Mydełko nie podrażnia i nie wysusza, co sprawia, że mogłam używać go również do mycia twarzy. Delikatnie się pieni przy kontakcie z wodą. Ja czuję efekt nawilżenia - moje dłonie nie wyglądają po użyciu tego mydła tak jak po użyciu zwykłego mydła - skóra jest delikatna w dotyku i miękka. Nie jest to jednak nawilżenie długotrwałe, ale nie o to tu chodzi.
Mydełko należy zużyć w ciągu 3 miesięcy od otwarcia.
Plusy:
+ nie wysusza skóry
+ nie podrażnia
+ delikatnie nawilża
+ ładnie pachnie
+ jest wydajne
Minusy:
- brak
Generalnie polecam bardzo, choć początkowo byłam do niego sceptycznie nastawiona.

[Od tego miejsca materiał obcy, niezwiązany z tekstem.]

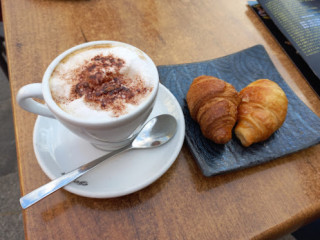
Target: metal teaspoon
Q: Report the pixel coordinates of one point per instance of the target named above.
(154, 133)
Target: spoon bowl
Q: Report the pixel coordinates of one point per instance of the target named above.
(154, 133)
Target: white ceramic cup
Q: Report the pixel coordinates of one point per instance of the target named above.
(107, 134)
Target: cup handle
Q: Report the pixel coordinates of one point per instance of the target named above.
(24, 99)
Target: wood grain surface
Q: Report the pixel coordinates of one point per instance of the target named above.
(262, 202)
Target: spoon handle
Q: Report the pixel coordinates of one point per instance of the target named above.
(43, 191)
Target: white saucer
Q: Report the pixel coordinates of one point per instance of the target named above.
(59, 151)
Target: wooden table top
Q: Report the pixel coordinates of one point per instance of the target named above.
(266, 201)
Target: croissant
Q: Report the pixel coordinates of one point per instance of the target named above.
(213, 103)
(262, 111)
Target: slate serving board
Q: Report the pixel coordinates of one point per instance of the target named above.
(300, 130)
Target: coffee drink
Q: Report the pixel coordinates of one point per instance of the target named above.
(102, 81)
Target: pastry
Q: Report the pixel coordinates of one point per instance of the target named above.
(213, 103)
(262, 111)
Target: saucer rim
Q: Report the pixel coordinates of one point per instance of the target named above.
(140, 185)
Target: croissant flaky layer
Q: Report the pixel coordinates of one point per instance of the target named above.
(213, 103)
(262, 111)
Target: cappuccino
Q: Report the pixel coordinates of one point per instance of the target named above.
(102, 81)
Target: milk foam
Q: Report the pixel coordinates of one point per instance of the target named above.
(62, 79)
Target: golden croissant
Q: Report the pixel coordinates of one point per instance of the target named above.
(213, 103)
(262, 111)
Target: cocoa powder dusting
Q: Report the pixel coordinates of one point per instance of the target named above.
(103, 86)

Z chęcią sięgnę po kolejne wersje tego mydełka, a Wy?
Za taką cenę taka dobra jakość. Super :)
OdpowiedzUsuńO muszę wypróbować, lubię zapach migdałów:)
OdpowiedzUsuńJa to jeszcze w ogóle nic nie miałam z tej marki, trzeba by to zmienić :)
OdpowiedzUsuńsuper mysełko fajowe!
OdpowiedzUsuńNie widziałam jeszcze tego mydełka, ale chętnie się za nim rozejrzę ;)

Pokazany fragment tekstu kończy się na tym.